Limited information is available on the efficacy of front‐line bendamustine and rituximab (BR) in chronic lymphocytic leukemia (CLL) with reduced renal function or coexisting conditions. We therefore ...analyzed a cohort of real‐world patients and performed a matched adjusted indirect comparison with a cohort of patients treated with ibrutinib. One hundred and fifty‐seven patients with creatinine clearance (CrCl) <70 mL/min and/or CIRS score >6 were treated with BR. The median age was 72 years; 69% of patients had ≥2 comorbidities and the median CrCl was 59.8 mL/min. 17.6% of patients carried TP53 disruption.
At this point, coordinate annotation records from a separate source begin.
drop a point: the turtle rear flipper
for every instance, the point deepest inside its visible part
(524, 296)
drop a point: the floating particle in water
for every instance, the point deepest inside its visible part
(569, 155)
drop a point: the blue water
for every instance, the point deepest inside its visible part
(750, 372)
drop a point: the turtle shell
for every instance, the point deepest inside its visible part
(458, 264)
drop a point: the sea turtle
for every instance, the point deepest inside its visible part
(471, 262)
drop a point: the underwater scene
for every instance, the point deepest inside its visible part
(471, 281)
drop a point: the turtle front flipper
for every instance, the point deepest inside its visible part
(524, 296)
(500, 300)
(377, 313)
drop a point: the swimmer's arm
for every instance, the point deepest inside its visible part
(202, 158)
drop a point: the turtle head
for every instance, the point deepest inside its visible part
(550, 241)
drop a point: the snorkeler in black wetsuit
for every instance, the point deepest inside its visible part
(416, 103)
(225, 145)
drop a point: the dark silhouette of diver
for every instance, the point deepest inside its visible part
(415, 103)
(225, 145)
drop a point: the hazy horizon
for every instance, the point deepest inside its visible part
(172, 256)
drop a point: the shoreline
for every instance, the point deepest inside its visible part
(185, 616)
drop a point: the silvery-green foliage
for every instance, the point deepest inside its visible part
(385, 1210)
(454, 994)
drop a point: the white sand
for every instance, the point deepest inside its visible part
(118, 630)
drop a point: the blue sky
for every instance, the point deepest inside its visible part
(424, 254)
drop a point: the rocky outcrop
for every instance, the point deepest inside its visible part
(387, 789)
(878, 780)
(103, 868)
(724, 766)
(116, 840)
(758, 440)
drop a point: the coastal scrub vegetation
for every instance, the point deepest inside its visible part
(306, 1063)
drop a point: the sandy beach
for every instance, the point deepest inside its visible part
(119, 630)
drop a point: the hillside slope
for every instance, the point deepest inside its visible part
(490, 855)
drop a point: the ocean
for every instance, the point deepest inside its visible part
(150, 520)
The median progression‐free survival (PFS) was 45 months; TP53 disruption was associated with a shorter PFS (P = 0.05). The overall survival (OS) at 12, 24, and 36 months was 96.2%, 90.1%, and 79.5%, respectively. TP53 disruption was associated with an increased risk of death (P = 0.01). Data on 162 patients ≥65 years treated with ibrutinib were analyzed and compared with 165 patients ≥65 years treated with BR. Factors predicting for a longer PFS at multivariable analysis in the total patient population treated with BR and ibrutinib were age (HR 1.06, 95% CI 1.02‐1.10, P < 0.01) and treatment with ibrutinib (HR 0.55, 95% CI 0.33‐0.93, P = 0.03). In a post hoc analysis of patients in advanced stage, a significant PFS advantage was observed in patient who had received ibrutinib (P = 0.03), who showed a trend for OS advantage (P = 0.08). We arrived at the following conclusions: (a) BR is a relatively effective first‐line regimen in a real‐world population of unfit patients without TP53 disruption, (b) ibrutinib provided longer disease control than BR in patients with advanced disease stage.
Bendamustine and Rituximab was a relatively effective first‐line regimen in real‐world untreated CLL patients with reduced renal function or coexisting conditions without TP53 disruption.In a matched‐adjusted indirect comparison with a cohort of CLL patients treated upfront, ibrutinib provided longer PFS than bendamustine and rituximab in those with advanced stage.